Mussfeldt, Erich
Erich Mussfeldt (18 Feb. 1913 – 24 Jan. 1948), SS Oberscharführer, was deployed to the Auschwitz Main Camp in August 1940 as a labor unit leader, and then as a block leader. In November of 1941, he was transferred to the Majdanek Camp, where he was put in charge of cremations, after the provisional crematorium at Majdanek, with two mobile oil-fired furnaces, became operational in June 1942. Until then, deceased inmates had been buried in mass graves.
Starting in February 1943, Mussfeldt is said to have been put in charge of exhuming and cremating the bodies in these mass graves by way of open-air incinerations within the context of the so-called Aktion 1005.
In May 1944, he was transferred to the Auschwitz-Birkenau Camp, and there put in charge of Crematoria II and III.
After the war, he was arrested by U.S. troops and, during one of the infamous Dachau show trials, sentenced to life imprisonment. After this, he was extradited to Poland, where he was one of the 40 defendants during the Krakow show trial against former members of the Auschwitz camp staff. He was sentenced to death and subsequently executed.
While in Polish captivity, Mussfeldt signed various statements. Having suffered through one of the U.S. American Dachau trials, where SS defendants were routinely severely tortured to extract confessions, and having been subjected to Polish imprisonment using gentler, but no less effective Stalinist means of softening up defendants, Mussfeldt showed some resilience by insisting, for instance, that the furnaces he operated at Majdanek could cremate only one corpse per muffle and would take an hour to do so (Graf/Mattogno 2012, p. 112). However, when asked about the more-primitive cremation furnaces at Auschwitz, he stated that they could cremate three bodies per muffle within half an hour, hence six times of what was physically possible (Mattogno 2019, p. 287).
On the other hand, he compromised with his oppressors by giving them a detailed description of a mass shooting at which he claims to have been a mere forced observer: the alleged execution of some 17,000 Jews at the Majdanek Camp within just one day, 3 November 1943, in what was later dubbed Operation “Harvest Festival.” This was a completely made-up event whose mainstream narrative rests predominantly on Mussfeldt’s physically and organizationally impossible account.

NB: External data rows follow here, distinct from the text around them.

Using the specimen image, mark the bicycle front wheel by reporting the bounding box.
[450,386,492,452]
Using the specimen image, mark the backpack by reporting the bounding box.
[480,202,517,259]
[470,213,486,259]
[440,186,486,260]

Mussfeldt claimed to have subsequently supervised the burning of the victims with open-air incinerations.
It goes without saying that it can be excluded with certainty that any superior would have ordered, hence forced, Mussfeldt to be present at the presumably 10-hour-long mass shooting of 17,000 camp inmates. What would have been the point of this, except terrorizing a subordinate?
Mussfeldt was basically forced to confirm and flesh out atrocity claims that had been circulated by the Polish resistance movement since late 1943. (See the entry on Operation “Harvest Festival,” as well as Graf/Mattogno 2012, pp. 212-228.)